Haihui Liao graduated in Medicine from Beijing in 2003 and in 2004, joined the Epithelial Genetics Group as a Research Assistant funded by the genetic skin disorder charity DEBRA UK.

His main project is to carry out molecular genetic diagnostic testing for the skin blistering disorder epidermolysis bullosa simplex and a variety of other human keratin disorders including pachyonychia congenita, bullous ichthyosiform erythroderma and others. This work is done in partnership with Dr David U Baty, Molecular Genetics Laboratory, Ninewells University Hospitals NHS Trust, Dundee, funded by the genetic skin disorder charity DEBRA.

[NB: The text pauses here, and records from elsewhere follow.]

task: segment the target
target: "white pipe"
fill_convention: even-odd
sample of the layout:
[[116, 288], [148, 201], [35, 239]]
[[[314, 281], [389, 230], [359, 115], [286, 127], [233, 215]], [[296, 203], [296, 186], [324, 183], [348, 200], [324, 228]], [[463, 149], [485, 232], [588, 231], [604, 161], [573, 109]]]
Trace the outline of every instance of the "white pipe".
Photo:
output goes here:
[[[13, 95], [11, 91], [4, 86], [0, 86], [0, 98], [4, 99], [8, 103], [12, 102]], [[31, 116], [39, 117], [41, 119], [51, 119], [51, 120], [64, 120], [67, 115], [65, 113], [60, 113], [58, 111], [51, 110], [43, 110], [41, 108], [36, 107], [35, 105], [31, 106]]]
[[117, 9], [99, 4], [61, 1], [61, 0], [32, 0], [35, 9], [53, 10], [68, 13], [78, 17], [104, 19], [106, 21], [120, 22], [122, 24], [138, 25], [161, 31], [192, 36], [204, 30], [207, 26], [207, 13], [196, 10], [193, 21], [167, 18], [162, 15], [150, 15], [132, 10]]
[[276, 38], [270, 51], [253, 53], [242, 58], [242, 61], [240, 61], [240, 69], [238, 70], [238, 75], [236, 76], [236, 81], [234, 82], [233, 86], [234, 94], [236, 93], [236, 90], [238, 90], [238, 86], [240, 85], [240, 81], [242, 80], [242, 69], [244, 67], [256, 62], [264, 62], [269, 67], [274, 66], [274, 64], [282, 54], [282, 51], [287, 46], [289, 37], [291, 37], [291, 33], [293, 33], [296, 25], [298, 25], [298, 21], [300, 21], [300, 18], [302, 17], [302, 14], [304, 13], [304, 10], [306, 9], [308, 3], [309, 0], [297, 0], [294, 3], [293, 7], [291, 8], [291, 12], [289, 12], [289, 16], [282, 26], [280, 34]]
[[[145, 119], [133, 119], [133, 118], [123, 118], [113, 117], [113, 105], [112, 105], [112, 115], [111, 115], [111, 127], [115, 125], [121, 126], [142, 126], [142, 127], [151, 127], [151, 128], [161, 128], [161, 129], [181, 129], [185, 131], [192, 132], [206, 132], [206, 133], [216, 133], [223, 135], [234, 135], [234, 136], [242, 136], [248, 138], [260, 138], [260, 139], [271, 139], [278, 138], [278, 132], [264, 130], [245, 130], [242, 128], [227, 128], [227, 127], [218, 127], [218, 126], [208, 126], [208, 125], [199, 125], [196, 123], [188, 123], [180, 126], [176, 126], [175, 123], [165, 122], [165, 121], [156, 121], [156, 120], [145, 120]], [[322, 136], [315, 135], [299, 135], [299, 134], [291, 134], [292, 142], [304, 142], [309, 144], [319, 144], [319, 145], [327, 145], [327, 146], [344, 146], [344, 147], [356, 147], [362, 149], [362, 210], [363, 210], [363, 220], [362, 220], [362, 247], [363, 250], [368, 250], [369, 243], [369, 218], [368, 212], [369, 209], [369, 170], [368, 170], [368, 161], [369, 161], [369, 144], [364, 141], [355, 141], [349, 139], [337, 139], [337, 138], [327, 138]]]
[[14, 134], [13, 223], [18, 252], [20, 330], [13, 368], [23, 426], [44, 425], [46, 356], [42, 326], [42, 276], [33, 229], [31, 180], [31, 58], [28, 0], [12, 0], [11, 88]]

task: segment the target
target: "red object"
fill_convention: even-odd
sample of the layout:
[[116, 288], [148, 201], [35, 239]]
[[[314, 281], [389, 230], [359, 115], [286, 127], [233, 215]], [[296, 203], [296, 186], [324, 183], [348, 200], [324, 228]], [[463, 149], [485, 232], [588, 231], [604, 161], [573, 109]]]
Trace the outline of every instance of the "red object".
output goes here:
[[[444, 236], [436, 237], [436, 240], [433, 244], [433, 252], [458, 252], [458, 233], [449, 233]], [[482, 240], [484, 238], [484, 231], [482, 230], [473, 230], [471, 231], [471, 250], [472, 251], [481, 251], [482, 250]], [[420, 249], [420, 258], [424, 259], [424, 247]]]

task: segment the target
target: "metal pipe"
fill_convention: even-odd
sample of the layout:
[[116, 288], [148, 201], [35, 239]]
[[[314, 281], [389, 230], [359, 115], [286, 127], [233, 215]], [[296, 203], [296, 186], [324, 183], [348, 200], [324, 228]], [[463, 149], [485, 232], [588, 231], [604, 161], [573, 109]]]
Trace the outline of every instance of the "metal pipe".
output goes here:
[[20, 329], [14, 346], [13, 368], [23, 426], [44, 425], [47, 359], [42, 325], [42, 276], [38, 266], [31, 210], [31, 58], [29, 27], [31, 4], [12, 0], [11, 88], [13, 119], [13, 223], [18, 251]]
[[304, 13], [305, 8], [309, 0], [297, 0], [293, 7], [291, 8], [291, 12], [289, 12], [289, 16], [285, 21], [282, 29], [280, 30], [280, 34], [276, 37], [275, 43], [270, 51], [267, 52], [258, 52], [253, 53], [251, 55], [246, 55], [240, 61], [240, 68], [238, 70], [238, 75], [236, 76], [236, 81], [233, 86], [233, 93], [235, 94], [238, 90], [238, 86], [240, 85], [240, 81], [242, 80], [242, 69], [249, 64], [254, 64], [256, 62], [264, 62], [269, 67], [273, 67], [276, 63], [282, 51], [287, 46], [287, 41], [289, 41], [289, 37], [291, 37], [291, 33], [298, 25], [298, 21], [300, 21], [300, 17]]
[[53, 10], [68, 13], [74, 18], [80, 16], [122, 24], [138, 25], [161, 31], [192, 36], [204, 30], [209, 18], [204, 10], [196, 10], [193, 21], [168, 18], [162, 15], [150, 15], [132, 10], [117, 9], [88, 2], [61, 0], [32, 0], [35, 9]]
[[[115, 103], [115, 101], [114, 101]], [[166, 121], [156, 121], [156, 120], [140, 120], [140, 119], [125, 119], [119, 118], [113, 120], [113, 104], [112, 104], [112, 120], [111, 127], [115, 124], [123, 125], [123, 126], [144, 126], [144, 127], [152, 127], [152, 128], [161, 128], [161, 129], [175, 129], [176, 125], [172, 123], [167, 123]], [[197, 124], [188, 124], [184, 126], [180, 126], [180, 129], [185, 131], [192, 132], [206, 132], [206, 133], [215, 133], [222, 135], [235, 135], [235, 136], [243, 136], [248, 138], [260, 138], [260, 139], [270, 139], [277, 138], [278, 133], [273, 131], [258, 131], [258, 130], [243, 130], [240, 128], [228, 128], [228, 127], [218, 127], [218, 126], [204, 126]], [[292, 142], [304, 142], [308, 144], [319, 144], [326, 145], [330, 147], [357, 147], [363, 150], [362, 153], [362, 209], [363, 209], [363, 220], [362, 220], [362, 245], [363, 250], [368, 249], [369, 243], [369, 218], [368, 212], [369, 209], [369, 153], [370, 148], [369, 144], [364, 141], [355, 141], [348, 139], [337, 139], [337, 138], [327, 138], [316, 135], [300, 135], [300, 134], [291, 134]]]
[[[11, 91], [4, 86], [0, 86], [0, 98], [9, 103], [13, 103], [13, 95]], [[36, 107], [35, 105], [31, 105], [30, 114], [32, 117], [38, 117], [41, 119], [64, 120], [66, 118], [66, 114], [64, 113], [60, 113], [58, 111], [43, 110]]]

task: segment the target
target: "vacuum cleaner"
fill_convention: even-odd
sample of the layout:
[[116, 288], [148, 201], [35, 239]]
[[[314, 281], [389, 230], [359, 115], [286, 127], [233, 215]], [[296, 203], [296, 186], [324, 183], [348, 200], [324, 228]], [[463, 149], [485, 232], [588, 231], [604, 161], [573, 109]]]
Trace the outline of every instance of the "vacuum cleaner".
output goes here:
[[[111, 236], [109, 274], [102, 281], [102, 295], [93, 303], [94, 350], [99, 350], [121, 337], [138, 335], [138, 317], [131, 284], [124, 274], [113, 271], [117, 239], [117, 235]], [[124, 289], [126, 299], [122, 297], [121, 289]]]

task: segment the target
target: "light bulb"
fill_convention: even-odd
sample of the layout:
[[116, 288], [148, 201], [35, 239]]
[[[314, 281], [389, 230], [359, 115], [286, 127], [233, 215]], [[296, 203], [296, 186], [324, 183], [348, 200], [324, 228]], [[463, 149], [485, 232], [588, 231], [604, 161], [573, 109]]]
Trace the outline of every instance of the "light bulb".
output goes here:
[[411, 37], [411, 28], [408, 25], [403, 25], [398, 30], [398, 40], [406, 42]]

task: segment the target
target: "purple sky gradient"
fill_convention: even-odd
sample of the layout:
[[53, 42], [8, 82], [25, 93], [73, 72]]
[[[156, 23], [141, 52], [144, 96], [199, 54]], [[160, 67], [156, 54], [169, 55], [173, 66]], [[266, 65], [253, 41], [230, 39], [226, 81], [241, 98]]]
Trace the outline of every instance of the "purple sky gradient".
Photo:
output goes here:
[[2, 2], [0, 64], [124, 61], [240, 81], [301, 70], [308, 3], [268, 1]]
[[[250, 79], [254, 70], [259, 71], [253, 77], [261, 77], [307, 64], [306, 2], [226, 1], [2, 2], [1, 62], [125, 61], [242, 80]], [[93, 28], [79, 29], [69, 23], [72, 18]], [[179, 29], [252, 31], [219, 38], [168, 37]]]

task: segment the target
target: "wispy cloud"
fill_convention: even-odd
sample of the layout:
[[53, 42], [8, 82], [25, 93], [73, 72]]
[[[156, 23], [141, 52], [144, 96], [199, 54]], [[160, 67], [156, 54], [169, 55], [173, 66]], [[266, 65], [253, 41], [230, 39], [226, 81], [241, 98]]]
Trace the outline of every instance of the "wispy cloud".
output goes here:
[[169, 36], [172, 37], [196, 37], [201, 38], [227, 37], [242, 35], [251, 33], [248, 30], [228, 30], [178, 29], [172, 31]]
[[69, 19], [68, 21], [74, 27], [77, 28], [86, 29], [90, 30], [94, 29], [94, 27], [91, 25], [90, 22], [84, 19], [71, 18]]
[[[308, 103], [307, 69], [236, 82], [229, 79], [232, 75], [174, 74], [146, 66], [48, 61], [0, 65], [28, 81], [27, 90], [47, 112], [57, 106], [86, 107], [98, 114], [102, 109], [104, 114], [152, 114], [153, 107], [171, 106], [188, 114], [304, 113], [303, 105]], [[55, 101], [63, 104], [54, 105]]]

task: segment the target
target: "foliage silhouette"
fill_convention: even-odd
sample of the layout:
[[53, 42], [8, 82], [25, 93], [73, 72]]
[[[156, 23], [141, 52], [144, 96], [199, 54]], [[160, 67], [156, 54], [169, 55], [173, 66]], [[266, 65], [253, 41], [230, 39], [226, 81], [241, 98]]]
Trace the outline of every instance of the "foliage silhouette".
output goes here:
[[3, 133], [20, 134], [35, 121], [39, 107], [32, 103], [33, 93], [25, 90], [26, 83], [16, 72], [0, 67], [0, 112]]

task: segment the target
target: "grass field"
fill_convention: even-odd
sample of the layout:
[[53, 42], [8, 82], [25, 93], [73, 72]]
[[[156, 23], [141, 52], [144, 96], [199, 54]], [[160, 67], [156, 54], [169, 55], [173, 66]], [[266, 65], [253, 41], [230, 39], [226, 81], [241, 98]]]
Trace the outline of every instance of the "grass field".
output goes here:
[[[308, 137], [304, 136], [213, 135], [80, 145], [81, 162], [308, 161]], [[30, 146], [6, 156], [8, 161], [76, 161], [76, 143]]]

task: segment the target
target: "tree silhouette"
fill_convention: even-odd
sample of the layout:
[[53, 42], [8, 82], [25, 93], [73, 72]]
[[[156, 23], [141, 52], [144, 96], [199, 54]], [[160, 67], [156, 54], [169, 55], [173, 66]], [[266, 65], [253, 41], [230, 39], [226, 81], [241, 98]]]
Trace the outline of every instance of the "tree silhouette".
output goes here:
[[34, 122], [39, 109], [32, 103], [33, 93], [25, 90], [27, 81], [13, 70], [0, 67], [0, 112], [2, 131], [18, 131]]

Liao carries out the testing for all keratin disorders referred to the McLean/Baty lab from dermatology and genetics centres all across the UK and beyond. In addition, he carries out all the genetic testing for PC patients identified worldwide by the International Pachyonychia Congenita Consortium.

Dr Liao has recently been involved in screening different human ethnic populations for filaggrin mutations causing ichthyosis vulgaris and atopic dermatitis. He aims to submit his research for a PhD.

Selected Publications:

1. Smith FJD, Liao H et al., (2005) “The genetic basis of pachyonychia congenita.” J Invest Dermatol Symp Proc, 10:21-30.

2. Smith FJD et al., (2006) “Loss-of-function mutations in the gene encoding filaggrin cause ichthyosis vulgaris.” Nature Genet, 38:337-342 [Epub ahead of print, Jan 29, 2006].

3. Palmer CNA et al., (2006) “Common loss-of-function variants of the epidermal barrier protein filaggrin are a major predisposing factor for atopic dermatitis.” Nature Genet [Epub ahead of print, Mar 19, 2006].